Пишет Евсеев и Русь разбойную, Русь блатную. И ее чует настолько, что подчас вспоминается: “Если б не был я поэтом, то был бы разбойник и вор…” Евсеевские братки все с надрывом, истеринкой, достоевщинкой. “Я заставлю вас плакать, хорьки!”
“Было утро: с минутами шесть. С тех пор, как Гашка появилась в скалистом переулке, прошло двенадцать часов. Фаддей, растерзанный и неумытый, Фаддей, во все уже вникший и всему поверивший, услыхал, как за Альфонсидой и Альфонсиком слабо стукнула нижняя дверь. Ещё полчаса назад он плакал и выл, дал оплеуху Поль Сергеичу, выгнал насовсем Анфиску…
… Идти сам Фаддей не мог: у него, как у припадочного, дрожали ноги. Жжение и неслыханная, никогда раньше не испытанная им резь в паху чуть пригасли – но и только. До следующего приема противоядия (на службу в Уланский принесет балбес в куртке, принесет ли?) оставалось четыре часа. Как выдержать? Как?

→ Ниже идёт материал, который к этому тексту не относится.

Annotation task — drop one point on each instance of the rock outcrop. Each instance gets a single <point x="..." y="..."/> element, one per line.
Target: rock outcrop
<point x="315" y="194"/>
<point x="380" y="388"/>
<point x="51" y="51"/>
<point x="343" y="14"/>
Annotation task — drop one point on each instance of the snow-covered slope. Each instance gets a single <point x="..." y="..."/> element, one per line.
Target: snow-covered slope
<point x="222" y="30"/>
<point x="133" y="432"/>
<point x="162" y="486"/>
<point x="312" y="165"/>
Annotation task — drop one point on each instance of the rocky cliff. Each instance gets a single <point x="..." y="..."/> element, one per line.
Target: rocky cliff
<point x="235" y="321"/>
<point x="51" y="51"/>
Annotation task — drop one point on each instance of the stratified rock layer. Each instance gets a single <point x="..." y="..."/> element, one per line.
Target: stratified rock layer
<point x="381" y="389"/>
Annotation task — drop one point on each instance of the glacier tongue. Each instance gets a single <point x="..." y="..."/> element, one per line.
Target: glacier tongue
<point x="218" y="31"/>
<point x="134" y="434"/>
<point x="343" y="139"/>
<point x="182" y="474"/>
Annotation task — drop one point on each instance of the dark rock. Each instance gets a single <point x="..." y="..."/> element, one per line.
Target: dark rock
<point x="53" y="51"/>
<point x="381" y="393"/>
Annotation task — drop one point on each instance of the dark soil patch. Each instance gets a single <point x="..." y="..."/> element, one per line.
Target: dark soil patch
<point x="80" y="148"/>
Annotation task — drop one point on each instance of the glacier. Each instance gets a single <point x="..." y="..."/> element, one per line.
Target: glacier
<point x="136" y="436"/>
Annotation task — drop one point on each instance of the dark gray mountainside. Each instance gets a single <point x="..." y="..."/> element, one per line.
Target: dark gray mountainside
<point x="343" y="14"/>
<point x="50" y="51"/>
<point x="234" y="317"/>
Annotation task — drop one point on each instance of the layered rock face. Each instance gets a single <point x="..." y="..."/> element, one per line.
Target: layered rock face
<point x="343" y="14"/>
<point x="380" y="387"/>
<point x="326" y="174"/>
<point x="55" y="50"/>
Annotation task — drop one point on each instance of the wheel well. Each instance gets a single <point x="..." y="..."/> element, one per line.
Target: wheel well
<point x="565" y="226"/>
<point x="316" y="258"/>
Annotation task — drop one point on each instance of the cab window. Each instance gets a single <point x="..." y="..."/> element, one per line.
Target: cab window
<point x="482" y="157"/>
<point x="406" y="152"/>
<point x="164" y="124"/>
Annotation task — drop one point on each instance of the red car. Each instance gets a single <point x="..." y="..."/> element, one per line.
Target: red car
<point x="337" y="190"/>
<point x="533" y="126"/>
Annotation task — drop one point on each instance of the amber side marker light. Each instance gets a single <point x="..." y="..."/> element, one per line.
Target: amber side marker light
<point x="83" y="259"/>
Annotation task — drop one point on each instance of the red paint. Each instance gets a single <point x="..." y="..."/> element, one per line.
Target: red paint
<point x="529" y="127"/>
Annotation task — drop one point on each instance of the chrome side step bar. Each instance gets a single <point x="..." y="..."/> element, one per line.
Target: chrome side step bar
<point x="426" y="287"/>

– Все к чертям… Мошонка – в дырьях. Жизнь – под откос… Женщин – никаких… Девочек – ни одной! Почему? За что? – зубоскал, ощеул, забавник Фаддей сморщился от плача…”
Евсеев – мастер описывать Русь собачью, звериную. Это в нем еще от повести “Баран”, и новая книга утверждает мысль, что все мы одной крови. Пес Огонь думает у него, как человек, и этому веришь. Евсеев понимает этого Огня так, что закрадывается догадка: не иначе как в прежней жизни…
“Пес Огонь и впрямь чувствовал себя “огнем”. Он знал свою кличку, знал этот ключик, которым отпирали его нутро люди в далекой одомашненно-сторожевой жизни. Каким-то образом он понял и то, что именно кличка “Огонь” обозначает. Потому-то, наблюдая за прожженным грозой деревом либо за пылающим деревенским хлевом, пес от пламени не прятался, наоборот: сближался с ним, придвигался к нему тесней, плотней. Иногда пламя сжигало собачьи волоски на носу, чуть пушило и обугливало начесы долгой шерсти на скулах. Почуяв запах паленого, Огонь отступал, но отступал недалеко, неохотно…”
Поднимается, проникает Евсеев и в Русь небесную, где обитают не люди, а – души. Это его особое свойство, проявившееся и в романе “Отреченные гимны”, и в повестях, и в рассказах: различать за покровом тела душу. Дух захватывает, как описаны в “Отреченных гимнах” посмертные мытарства, – словно не описаны, а считаны откуда-то, сняты некими щупами, вибраторами. Вот и в новом сборнике астральная Русь зыбится, светится, мерцает.
Борис Евсеев пришел и продолжил то, что делали когда-то Ремизов, Замятин, Шмелев и другие русские писатели. И будто не было семидесятилетнего морока: снова заструился, затеплился свет подлинной русской прозы.